Bette seemed confused by the question. She frowned as if the question made no sense. She moaned in pain.
“One side of her body isn’t working right,” Dahra said. “Look at the way her mouth is drooping. And her eyes. They don’t match.”
“Mmm het hur bad,” Bette moaned.
“I think she’s saying her head hurts,” Mary said. “What do we do?”
“I don’t know, how about if I just cut open her head and see if I can fix it?” Dahra was shrill. “Then I’ll just do some quick surgery on Cookie. No problem. I mean, I have this stupid book.” She snatched the book up and threw it across the room. It skidded across the polished linoleum floor.
Dahra tried taking several deep breaths. The little girl, Ashley, was crying. Mary was looking at Dahra like she had lost her mind. Cookie was alternating between crying for pills and crying that he needed to pee.
“Ta care mm buh er,” Bette said. She grabbed Mary’s arm. “Mmm il buh.”
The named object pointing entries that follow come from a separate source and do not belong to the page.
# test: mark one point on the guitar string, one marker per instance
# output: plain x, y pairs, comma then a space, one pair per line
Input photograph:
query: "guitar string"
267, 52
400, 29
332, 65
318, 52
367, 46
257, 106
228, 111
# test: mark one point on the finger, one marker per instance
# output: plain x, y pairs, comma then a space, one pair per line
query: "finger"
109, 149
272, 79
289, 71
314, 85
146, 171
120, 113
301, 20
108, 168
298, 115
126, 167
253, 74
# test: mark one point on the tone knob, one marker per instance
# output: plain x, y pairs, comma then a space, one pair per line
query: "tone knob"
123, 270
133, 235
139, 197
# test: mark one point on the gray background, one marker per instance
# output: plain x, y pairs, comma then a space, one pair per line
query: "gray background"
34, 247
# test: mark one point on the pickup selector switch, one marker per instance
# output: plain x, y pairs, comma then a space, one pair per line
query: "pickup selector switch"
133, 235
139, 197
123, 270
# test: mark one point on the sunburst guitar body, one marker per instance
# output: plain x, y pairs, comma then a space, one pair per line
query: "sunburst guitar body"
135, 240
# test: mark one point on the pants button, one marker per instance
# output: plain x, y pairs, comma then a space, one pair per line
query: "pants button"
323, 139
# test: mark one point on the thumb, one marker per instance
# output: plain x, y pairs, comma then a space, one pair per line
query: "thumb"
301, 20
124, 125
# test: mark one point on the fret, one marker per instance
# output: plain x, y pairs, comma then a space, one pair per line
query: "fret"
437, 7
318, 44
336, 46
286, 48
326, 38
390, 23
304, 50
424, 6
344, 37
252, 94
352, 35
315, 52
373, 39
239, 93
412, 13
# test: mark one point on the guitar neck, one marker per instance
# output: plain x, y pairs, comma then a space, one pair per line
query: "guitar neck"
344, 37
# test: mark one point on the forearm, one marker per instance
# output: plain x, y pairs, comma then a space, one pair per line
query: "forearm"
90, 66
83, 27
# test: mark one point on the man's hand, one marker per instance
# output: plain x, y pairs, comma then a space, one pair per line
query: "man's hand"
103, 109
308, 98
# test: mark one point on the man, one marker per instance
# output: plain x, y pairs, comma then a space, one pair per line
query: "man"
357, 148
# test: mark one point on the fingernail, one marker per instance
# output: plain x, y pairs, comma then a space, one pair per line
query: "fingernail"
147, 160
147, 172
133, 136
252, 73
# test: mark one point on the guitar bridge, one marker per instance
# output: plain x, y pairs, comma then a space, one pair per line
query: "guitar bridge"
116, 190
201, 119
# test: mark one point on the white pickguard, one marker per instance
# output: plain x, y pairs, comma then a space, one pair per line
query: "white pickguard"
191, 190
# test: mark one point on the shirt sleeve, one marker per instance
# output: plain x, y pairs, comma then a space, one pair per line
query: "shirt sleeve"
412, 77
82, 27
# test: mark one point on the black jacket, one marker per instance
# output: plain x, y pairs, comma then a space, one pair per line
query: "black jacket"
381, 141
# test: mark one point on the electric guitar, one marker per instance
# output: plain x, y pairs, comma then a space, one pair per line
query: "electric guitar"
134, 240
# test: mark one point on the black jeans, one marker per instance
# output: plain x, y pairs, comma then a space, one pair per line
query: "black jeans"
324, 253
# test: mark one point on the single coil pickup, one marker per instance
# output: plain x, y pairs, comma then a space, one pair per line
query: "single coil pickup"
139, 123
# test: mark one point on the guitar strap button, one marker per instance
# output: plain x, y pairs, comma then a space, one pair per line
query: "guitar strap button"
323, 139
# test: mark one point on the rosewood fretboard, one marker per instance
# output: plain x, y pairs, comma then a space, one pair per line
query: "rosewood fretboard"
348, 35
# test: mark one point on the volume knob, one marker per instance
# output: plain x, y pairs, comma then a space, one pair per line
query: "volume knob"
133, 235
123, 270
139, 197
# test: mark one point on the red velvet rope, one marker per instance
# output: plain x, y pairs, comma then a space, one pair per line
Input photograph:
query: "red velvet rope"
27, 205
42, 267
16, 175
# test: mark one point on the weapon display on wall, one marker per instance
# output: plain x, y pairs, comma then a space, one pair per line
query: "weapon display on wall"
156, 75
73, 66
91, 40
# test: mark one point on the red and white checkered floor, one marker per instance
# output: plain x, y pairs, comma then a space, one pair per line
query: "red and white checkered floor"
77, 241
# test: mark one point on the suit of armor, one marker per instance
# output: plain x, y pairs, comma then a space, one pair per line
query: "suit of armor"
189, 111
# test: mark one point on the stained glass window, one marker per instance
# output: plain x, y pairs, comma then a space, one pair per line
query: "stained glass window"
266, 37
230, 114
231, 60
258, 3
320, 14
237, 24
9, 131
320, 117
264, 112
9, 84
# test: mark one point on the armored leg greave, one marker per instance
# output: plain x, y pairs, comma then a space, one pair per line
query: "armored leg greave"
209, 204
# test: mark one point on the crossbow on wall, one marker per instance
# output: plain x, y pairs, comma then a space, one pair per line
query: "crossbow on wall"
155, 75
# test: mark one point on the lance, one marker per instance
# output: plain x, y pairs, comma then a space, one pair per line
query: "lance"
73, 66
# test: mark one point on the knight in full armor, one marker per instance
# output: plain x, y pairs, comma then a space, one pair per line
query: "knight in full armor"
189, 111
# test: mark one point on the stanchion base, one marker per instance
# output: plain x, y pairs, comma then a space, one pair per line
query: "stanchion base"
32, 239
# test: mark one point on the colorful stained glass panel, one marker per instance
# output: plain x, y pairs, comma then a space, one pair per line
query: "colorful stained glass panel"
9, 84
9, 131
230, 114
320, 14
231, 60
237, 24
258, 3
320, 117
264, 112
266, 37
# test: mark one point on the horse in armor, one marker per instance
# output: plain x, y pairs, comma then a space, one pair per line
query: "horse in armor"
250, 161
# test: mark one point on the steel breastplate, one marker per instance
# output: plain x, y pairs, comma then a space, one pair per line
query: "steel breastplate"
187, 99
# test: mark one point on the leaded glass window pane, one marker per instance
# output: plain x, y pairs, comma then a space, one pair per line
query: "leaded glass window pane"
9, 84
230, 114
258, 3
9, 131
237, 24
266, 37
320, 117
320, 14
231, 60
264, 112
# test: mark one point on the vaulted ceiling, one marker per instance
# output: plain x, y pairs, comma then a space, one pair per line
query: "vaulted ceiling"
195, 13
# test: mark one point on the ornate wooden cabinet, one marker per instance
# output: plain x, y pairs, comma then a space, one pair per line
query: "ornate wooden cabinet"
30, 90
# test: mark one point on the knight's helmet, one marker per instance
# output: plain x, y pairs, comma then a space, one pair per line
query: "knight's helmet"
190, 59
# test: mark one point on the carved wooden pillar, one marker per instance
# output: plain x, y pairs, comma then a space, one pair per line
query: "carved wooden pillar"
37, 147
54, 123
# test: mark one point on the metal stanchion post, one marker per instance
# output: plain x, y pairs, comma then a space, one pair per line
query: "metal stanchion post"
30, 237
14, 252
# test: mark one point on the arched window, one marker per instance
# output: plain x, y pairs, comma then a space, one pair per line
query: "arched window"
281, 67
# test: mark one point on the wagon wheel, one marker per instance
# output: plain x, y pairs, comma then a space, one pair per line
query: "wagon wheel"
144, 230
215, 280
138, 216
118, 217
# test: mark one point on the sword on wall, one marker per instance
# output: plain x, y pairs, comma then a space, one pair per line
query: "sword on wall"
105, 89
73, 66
Bette’s face contorted in pain. And then her features relaxed.
“Bette,” Dahra said.
“Bette. Uh-uh, don’t do this, Bette.”
“Bette,” Dahra whispered.
She placed two fingers against Bette’s throat.
“What did she say?” Elwood asked.
Mary answered. “I think she was asking us to take care of her brother.”
Dahra lifted her fingers from Bette’s neck. She stroked the girl’s face once, a lingering good-bye.
“Is she…” Mary couldn’t finish the question.
“Yes,” Dahra whispered. “There was probably bleeding inside her head, not just outside. Whoever hit her in the head killed her. Elwood, go find Edilio at the firehouse. Tell him we have to bury Bette.”
“She’s with God now,” Mary said.
“I’m not sure there is a God in the FAYZ,” Dahra said.
They buried Bette next to the firestarter in the plaza at one o’clock in the morning. There was no place to keep dead bodies, and no way to prepare the bodies for the grave.
Edilio dug the hole with his backhoe. The sound of it, the straining of the engine, the sudden jerks of the shovel, seemed horribly loud and horribly out of place.
Sam was there, along with Astrid and Little Pete; Mary; Albert, who came over from the McDonald’s; Elwood, standing in for Dahra, who had to stay with Cookie; and the twins Anna and Emma. Bette’s little brother was there too, nine years old, sobbing with Mary’s arm around him. Quinn opted not to attend.
Sam and Edilio had carried Bette’s body the few dozen feet from the church basement to the plaza.
They couldn’t figure out a gentle or dignified way to lower Bette into the hole, so in the end they just rolled her in. She made a sound like a dropped backpack.
“We should say something,” Anna suggested. “Maybe things we remember about Bette.”
So they did, telling what few stories they could remember. None of them had been close friends of hers.